Infrastructure and Operations Lead
At Horizontal Digital, we hold ourselves to one key belief: You’re only as good as your worst customer experience.
This mantra is what drives our digital consultancy to think beyond the easy answers and instead create websites,
apps, portals, and other experiences that solve customer needs for Fortune 500 companies in intuitive and
empathetic ways. And we make this lofty standard a reality by fusing strategy, data, design, and technology
together to arrive at solutions that set the bar higher for everyone.
We use these values to fuel superior results:
Lock arms
We forge relationships that make our impact 1,000x stronger. This means working across departments and
engaging both our clients and our communities to deliver the greatest good.
Show hustle
We’re not ones to sit on our hands and wait. Instead, we anticipate opportunities, collectively roll up our sleeves
and find ways to execute the exceptional.
Embrace change
From new technologies to workplace philosophies, we welcome the unexpected and constantly anticipate what’s
next.
Elevate empathy
We listen before we take action. This means understanding a variety of perspectives and holding ourselves to a
higher standard of accountability.
Never settle
We motivate each other to push past the easy answers and collectively arrive at bigger, more inspiring ideas.
But enough about us. Let’s talk about you.
As an Infrastructure and Operations Lead, you will be part of a global team of experienced Application and
Infrastructure engineers. You will have a unique opportunity in flexibility to develop your own talents by improving
your analysis and troubleshooting skillsets and have the option to work closely with varying team disciplines and
expand your knowledge in other domains of web application and environment management.
What you’ll do:
• Utilize ITSM tools like BMC Remedy (Amer Portal), Jira Service Desk, Webex and Microsoft Teams to
communicate directly with clients or team members regarding findings and recommendations.
• Utilize monitoring tools like App Dynamics and New Relic to proactively monitor customer’s platform and
respond to alerts generated from these monitoring tools to make sure that the SLAs are met, via emails and
tickets.
• Analyze and review system logs to troubleshoot and determine the root cause of issues reported by the
monitoring tool/client.
• Work with the customer’s IT Teams/other internal teams on infrastructure maintenance activities like SSL
Certificate Updates, windows security patching and server reboots.
• Work with the customer’s IT Teams on error/incident resolution on a per-ticket basis.
• Work with the customer’s IT Teams/other internal teams on providing support for their planned/unplanned
activities like push notifications, DR failover and failback.

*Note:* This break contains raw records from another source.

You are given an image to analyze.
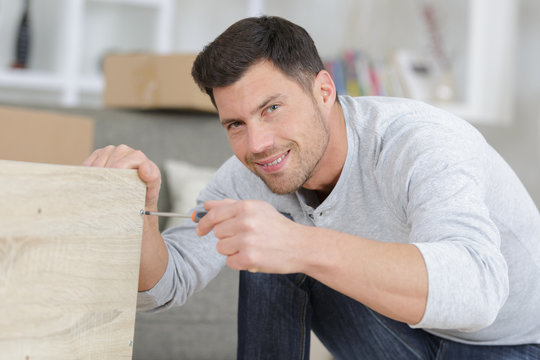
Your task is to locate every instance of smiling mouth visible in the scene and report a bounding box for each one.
[257,150,290,168]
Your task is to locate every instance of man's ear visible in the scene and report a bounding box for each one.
[314,70,336,108]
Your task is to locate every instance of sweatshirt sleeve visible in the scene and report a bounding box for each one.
[382,114,508,331]
[137,161,238,312]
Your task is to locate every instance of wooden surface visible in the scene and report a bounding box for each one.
[0,106,94,165]
[0,160,145,360]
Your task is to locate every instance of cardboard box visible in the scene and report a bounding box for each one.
[103,54,216,113]
[0,106,94,165]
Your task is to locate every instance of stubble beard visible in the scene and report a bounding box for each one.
[248,105,329,195]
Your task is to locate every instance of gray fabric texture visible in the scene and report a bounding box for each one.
[138,96,540,345]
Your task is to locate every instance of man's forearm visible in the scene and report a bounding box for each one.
[300,228,428,324]
[139,212,169,291]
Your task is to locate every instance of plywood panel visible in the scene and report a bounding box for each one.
[0,161,145,360]
[0,106,94,165]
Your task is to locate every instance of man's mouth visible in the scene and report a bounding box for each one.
[257,150,290,171]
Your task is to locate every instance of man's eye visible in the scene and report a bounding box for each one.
[227,121,242,129]
[266,104,279,112]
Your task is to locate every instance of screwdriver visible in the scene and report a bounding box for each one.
[141,210,208,222]
[141,210,293,223]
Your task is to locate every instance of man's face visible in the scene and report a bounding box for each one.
[214,61,329,194]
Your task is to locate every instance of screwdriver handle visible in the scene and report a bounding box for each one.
[191,210,294,223]
[191,210,208,222]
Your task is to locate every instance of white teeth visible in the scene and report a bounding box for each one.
[263,154,287,167]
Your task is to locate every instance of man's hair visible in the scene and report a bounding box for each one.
[191,16,324,106]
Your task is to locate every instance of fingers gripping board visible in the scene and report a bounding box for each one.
[0,160,145,360]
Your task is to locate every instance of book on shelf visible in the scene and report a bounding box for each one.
[324,50,406,97]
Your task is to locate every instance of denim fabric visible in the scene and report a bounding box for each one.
[238,271,540,360]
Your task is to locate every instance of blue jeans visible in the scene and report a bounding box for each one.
[238,271,540,360]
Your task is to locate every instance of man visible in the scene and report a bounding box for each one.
[85,17,540,359]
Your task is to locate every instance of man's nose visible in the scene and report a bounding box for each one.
[248,124,274,154]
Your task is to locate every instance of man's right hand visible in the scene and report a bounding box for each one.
[82,145,161,211]
[82,145,169,291]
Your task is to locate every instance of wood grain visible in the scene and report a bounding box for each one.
[0,160,145,360]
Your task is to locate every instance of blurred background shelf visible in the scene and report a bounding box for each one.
[0,0,518,124]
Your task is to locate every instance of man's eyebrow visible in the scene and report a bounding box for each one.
[221,94,282,126]
[251,94,281,115]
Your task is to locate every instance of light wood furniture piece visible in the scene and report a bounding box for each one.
[0,160,145,359]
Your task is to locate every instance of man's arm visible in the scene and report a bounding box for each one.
[83,145,169,291]
[197,200,428,324]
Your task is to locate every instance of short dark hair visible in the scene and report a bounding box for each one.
[191,16,324,106]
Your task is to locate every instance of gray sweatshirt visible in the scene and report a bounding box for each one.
[138,96,540,345]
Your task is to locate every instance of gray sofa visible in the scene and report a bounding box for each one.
[45,105,238,360]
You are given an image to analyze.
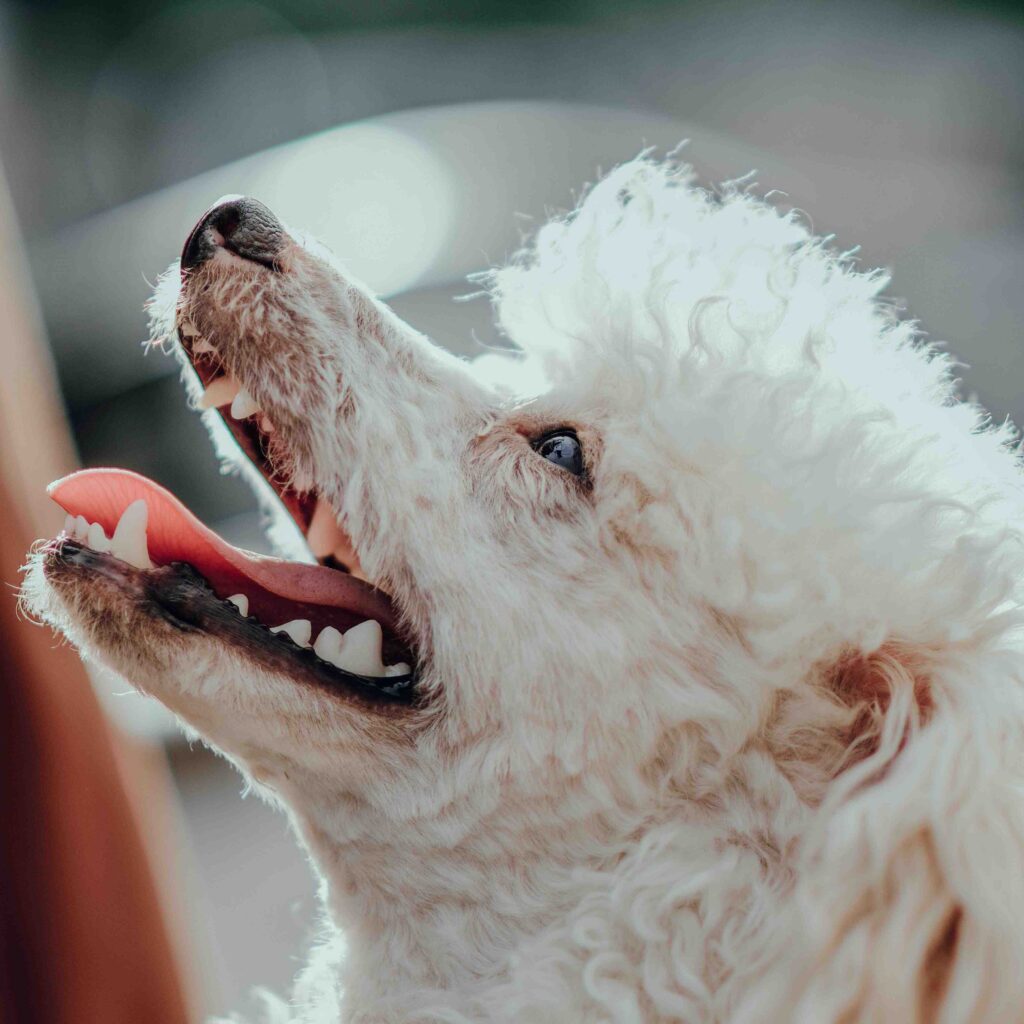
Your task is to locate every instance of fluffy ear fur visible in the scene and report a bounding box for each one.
[737,644,1024,1024]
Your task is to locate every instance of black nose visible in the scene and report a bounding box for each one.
[181,196,285,270]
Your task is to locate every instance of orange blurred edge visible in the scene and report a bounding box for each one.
[0,159,197,1024]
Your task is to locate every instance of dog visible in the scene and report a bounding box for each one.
[25,155,1024,1024]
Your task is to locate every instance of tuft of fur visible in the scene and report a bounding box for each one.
[25,158,1024,1024]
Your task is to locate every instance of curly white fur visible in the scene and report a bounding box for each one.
[22,153,1024,1024]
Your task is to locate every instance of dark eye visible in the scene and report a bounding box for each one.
[534,428,583,476]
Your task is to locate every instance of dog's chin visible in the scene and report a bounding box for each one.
[33,537,411,714]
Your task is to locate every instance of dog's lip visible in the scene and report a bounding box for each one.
[47,469,398,634]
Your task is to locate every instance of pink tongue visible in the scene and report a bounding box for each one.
[47,469,395,631]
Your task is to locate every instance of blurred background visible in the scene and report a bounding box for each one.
[0,0,1024,1020]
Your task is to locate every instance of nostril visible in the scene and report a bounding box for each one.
[181,196,285,270]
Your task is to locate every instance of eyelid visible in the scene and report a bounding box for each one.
[529,427,583,452]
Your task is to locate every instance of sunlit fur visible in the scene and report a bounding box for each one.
[24,159,1024,1024]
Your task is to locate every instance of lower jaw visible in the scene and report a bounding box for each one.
[42,537,415,711]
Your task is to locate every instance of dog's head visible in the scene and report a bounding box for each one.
[22,161,1021,1019]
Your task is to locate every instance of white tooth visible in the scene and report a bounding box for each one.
[334,618,384,676]
[231,388,262,420]
[313,626,341,665]
[197,377,242,409]
[88,522,111,551]
[111,498,154,569]
[270,618,313,647]
[306,498,342,558]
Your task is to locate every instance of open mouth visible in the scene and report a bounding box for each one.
[39,196,416,700]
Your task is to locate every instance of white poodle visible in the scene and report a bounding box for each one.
[19,153,1024,1024]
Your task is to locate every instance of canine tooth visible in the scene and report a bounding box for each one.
[334,618,384,676]
[270,618,313,647]
[111,498,154,569]
[88,522,111,551]
[197,376,242,409]
[231,388,262,420]
[313,626,341,665]
[306,498,341,558]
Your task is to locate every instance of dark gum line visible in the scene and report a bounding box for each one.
[47,537,416,705]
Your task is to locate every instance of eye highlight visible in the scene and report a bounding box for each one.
[531,427,584,476]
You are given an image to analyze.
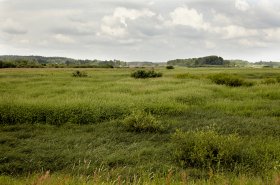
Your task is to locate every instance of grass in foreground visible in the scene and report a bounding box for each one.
[0,68,280,184]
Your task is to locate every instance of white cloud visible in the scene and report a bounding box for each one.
[101,7,155,37]
[238,38,267,48]
[213,25,259,39]
[170,7,209,29]
[263,28,280,42]
[53,34,75,44]
[235,0,250,11]
[0,19,27,34]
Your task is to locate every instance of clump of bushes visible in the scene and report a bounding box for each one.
[72,70,88,77]
[131,70,162,78]
[172,131,241,169]
[166,66,174,69]
[123,111,163,132]
[209,73,253,87]
[172,130,280,173]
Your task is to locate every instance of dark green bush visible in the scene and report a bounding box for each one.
[173,131,241,170]
[131,70,162,78]
[176,73,200,79]
[166,66,174,69]
[209,73,253,87]
[123,111,163,132]
[72,70,88,77]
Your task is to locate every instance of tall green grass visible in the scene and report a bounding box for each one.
[0,67,280,184]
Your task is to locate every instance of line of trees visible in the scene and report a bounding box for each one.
[0,55,127,68]
[167,55,229,67]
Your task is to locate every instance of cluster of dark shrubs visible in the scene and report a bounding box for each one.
[72,70,88,77]
[209,73,254,87]
[131,70,162,78]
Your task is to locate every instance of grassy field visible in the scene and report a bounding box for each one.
[0,68,280,184]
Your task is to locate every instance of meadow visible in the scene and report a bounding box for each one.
[0,67,280,184]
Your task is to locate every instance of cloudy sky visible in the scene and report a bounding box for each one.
[0,0,280,62]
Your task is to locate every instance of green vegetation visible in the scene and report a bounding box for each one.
[167,56,225,67]
[131,70,162,78]
[166,66,174,69]
[124,111,163,132]
[209,73,253,87]
[0,67,280,184]
[72,70,88,77]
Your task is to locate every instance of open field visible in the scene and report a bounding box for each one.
[0,68,280,184]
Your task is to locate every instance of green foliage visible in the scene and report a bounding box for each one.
[167,56,224,67]
[0,67,280,181]
[175,73,200,79]
[172,131,241,170]
[131,70,162,78]
[209,73,253,87]
[261,78,278,85]
[276,76,280,83]
[72,70,88,77]
[123,111,163,132]
[166,66,174,69]
[172,130,280,173]
[0,104,128,125]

• Educate yourself on client’s infrastructure platform to offer solutions in the moment and forward-thinking
recommendations.
• Learn and develop your experience with tools, technologies, and platforms like Vercel, Netlify, Sitecore,
Coveo, Solr, Contenful, Order Cloud, JSS, and a variety of custom solutions.
• Collaborate with development teams and other stakeholders to identify potential risks around a planned
update/upgrade activity
• Work with customer’s teams and internal teams to manage and supervise activities related to performance
optimization of current platform which may include but not limited to even traffic distribution between load
balanced servers, finding and resolving bottlenecks if any, ensuring HA and monitoring.
• Work with the customer’s team to provide suggestions/recommendations for improving end user experience
which may include but not limited to working on caching strategies, analyze and check if any other tools like
CDN/WAF are required and if already there how it can be optimized.
• Work with the customer’s team on Security Audits and Scans and work with internal team for scheduling and
applying resolutions/mitigation for found vulnerabilities
• Work with the customer’s team on activities like DR testing and failover and validation of backup by restoring it
in DR or any other isolated environment.
• Work with the Customer’s team and be part of platform updates/deployments using CI/CD pipelines and make
sure smooth working of such pipelines.
• Manage and update on-call and shift rotation of team members.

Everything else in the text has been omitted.